1. Savings can be saved. That is, put away for retirement, or college, or whatever. Free up some amount of cash otherwise going to necessities or near-necessities (transportation), and you increase the chance that someone will actually save that money.

2. Savings can be spent locally. Instead of sending money off to Japanese car manufacturers or Arab oil merchants, you can spend your money on "transient entertainments" which happen to be provided, usually, by other local residents. You're not sending money to people half way around the world, some of whom don't like us. Spending locally is good for the local and national economy, and makes each place a more pleasant place to live, usually. I'd rather see my neighbors working as restaurant chefs instead of being unemployed, and I can do that if I spend more money locally on meals out instead of on cars sent in from Germany.

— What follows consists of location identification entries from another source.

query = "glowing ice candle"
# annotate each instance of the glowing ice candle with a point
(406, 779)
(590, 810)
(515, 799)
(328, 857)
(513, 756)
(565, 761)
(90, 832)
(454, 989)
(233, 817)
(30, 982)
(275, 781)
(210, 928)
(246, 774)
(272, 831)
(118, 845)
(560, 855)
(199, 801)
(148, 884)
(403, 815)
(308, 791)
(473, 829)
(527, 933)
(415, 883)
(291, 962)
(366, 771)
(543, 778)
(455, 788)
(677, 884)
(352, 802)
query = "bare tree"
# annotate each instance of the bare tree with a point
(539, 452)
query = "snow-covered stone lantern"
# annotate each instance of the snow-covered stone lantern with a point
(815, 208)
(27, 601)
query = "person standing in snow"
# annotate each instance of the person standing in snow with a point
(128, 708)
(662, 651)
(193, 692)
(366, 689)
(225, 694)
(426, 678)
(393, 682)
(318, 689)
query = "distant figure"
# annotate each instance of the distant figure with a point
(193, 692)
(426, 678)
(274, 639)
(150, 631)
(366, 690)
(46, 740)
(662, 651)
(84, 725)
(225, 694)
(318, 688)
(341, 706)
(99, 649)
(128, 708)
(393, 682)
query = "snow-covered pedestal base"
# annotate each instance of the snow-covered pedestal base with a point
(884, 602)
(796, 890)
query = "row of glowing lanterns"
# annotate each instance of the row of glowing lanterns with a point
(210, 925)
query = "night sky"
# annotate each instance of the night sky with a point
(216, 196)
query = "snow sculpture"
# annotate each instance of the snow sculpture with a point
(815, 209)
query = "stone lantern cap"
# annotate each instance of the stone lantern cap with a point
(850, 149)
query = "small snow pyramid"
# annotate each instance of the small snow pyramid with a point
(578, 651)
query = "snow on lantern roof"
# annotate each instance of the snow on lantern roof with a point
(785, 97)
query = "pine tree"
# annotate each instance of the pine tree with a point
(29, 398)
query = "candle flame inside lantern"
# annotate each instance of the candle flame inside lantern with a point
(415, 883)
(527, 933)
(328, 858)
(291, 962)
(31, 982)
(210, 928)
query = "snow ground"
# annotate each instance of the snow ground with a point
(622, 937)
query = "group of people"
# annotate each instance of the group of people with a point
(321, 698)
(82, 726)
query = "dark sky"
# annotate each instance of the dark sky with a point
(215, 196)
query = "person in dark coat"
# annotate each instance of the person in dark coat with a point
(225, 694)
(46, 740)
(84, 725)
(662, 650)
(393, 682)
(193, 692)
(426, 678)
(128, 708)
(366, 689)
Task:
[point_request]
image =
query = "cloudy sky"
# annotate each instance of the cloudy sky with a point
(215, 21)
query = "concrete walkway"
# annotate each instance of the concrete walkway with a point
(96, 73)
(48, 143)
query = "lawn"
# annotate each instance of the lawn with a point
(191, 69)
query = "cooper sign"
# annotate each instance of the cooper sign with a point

3. Savings can be spent on things that make you happy. Transient entertainments like meals out, plays or movies, ipods and the like tend to make me happier than, say, spending money on gasoline. Even if my trip times stay the same, having more money left at the end to do fun things qualifies, in my eyes, as a "good thing."

tom deplume

What percentage of Zipcars are made in North America. All the cars mentioned are Japanese or German. Could Ziptruck be a good idea? I bought an old van for when I need to move big things once in a while but six months of insurance is more than I paid for the van.


Most Zipcars are imports, but they have a few Ford Escapes and Focuses. They have a small number of Honda Elements and pickup trucks for hauling things around, but a more traditional rental company like Enterprise or even U-Haul is probably a better bet for such purposes. Zipcar is focusing on small, efficient, "cool" cards aimed squarely at the young urban professional crowd, who need to move people and not things, by and large.


nbk, i'll have to disagree with you on point 2, mainly because by using zipcar you're not decreasing the amount of money you're sending halfway around the world. however, i will agree that you might spend more money locally.

also i don't get this whole "halfway around the world" deal. if they make better cars, why are they any less deserving of our money? this is capitalism guys.


Oversears automakers no less deserving if they put out a good car -- I agree. But the fact remains that sending more money overseas does us less good than sending less money, given the same amount of utility derived from spending the money.

I would argue that Zipcar does likely result in less money spent on cars (and therefore spent overseas), to the extent that it does cause a certain number of people to forego purchasing cars to begin with. I think that some amount of people forego cars because of the availability of Zipcar, I just express doubt over whether that actually amounts to twenty cars foregone, because my gut tells me that it probably amounts to a smaller number. I also think that Zipcars marginally reduce the total oil consumed, because Zipcars tend to be highly efficient models, and Zipcar probably does encourage some public transit use. I don't think the effect is large, however, because (based on personal consumption patterns) Zipcar also creates a certain number of rides where none were before, eating into the savings. My guess is that the net effect is slightly positive, regarding oil consumption.

Only if the Zipcar fleet is more skewed towards imports than the fleet of cars that would otherwise be purchased privately would the import reduction effect the dampened. But in the cities where Zipcar is located, and among the consumers whom they target, American cars are very unpopular, and thus Zipcar's heavily imported fleet mix is probably no more skewed towards imports than what the average person would buy.